Аркадий не ответил. Под локтем у Пашки поползла, разворачиваясь, верхняя калька — он подхватил её у самого пола, у стоптанной ступени, свернул потуже, как сворачивают своё, и протянул. Пашка взял. На это ушло три секунды. За эти три секунды между ними поместилось всё, что не поместилось в слова: и комната на двоих, и галстук, который Пашка вечно доносил в руке, и тот стук в дверь: три коротких, один длинный.
— Паш…
Имя вышло само, по-старому, как не выходило с прошлой зимы — там, где зимой и осенью стояло «слушай» или вовсе ничего. Пашка отвёл взгляд — не отвернулся, а отвёл, в сторону и вниз, к перилам, словно проверял, крепко ли держится стойка. Сунул кальку к остальным — и вниз, ровным шагом. Шаги простучали марш, другой, у гардероба зашуршало пальто, внизу хлопнула входная дверь, и опять стало слышно отопление за стеной.
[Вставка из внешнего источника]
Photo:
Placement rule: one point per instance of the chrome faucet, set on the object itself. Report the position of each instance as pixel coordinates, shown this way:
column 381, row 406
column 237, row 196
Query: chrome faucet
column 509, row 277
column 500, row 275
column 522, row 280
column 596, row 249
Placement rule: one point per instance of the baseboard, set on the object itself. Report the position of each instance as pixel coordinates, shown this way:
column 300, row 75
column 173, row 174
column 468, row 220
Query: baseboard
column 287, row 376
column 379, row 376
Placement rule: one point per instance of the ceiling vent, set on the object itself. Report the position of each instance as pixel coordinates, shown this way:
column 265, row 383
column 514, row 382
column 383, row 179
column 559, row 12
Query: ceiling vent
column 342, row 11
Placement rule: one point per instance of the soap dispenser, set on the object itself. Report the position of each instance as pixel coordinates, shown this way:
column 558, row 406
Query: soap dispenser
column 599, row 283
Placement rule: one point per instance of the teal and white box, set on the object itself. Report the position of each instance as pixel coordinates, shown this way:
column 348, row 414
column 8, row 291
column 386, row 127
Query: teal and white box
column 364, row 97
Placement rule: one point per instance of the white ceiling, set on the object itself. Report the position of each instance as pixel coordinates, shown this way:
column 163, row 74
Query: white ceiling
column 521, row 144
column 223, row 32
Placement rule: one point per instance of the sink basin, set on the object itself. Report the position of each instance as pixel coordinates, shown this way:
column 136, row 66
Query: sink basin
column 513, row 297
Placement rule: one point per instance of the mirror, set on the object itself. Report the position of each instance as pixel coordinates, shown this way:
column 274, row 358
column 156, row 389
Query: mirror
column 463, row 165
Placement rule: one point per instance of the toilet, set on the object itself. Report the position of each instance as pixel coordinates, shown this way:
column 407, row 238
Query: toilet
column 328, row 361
Аркадий постоял на площадке, под дежурной лампочкой, с недоговорённым именем, которому не нашлось продолжения. Перила под рукой были железные, в старой холодной краске, с заусенцем под большим пальцем; он водил по заусенцу, пока внизу не стихло совсем. Потом пошёл вниз, на холод от дверей. Снаружи мело мелким, сухим, фонари вдоль аллеи стояли каждый в своём столбе света. В ближнем столбе ещё виднелась спина: Пашка уходил к холостяцкому корпусу, не оглядываясь, и снег закрывал его быстрее, чем расстояние.
* * *
Пока он шёл от главного корпуса, снег кончился. К их подъезду тропинка лежала нетронутая, и следы, которые он оставлял, были первыми за вечер. Он отметил это так же, как утром отмечал свои первые следы к проходной, только теперь между теми и этими лежал весь день, и день этот не хотелось нести через порог. Окно их комнаты горело. Он поднял к нему голову ещё от угла: половина одиннадцатого — и так теперь почти каждый вечер, в котором он возвращался. Утром из всего корпуса светилось его окно, вечером — её; они будто несли этот свет посменно, не договариваясь, как несут дежурство.
Светлана не спала и не ждала у двери. Она сидела за столом над своим хозяйством — перекладывала из коробки в коробку квитанции и письма, подравнивая стопки по краю. Порядок был лабораторный, у каждой бумажки своё место, и наводила она его всегда сама, никому не жалуясь. На его шаги обернулась без торопливости, как оборачиваются на своего.
— Ты ел?
— В обед.
Она поднялась, сняла полотенце с тарелки на краю плитки и поставила перед ним. Рядом легли хлеб и вилка — ровно, как ложатся у неё пробирки в штатив. Картошка с тушёнкой была тёплая — не горячая, а в самый раз, как бывает, когда грели второй раз и угадывали к сроку, которого никто не называл. За стеной у соседей коротко заплакал и затих ребёнок, и по этому звуку он понял, какой поздний час, лучше, чем по стрелкам. Её собственная тарелка, вымытая, давно стояла в сушке торцом вверх. Ела она одна, не дожидаясь, — но дождалась его, и разница между этими двумя вещами была сейчас, пожалуй, главным, что держало вечер. Он ел медленно, не чувствуя вкуса и зная, что это заметно.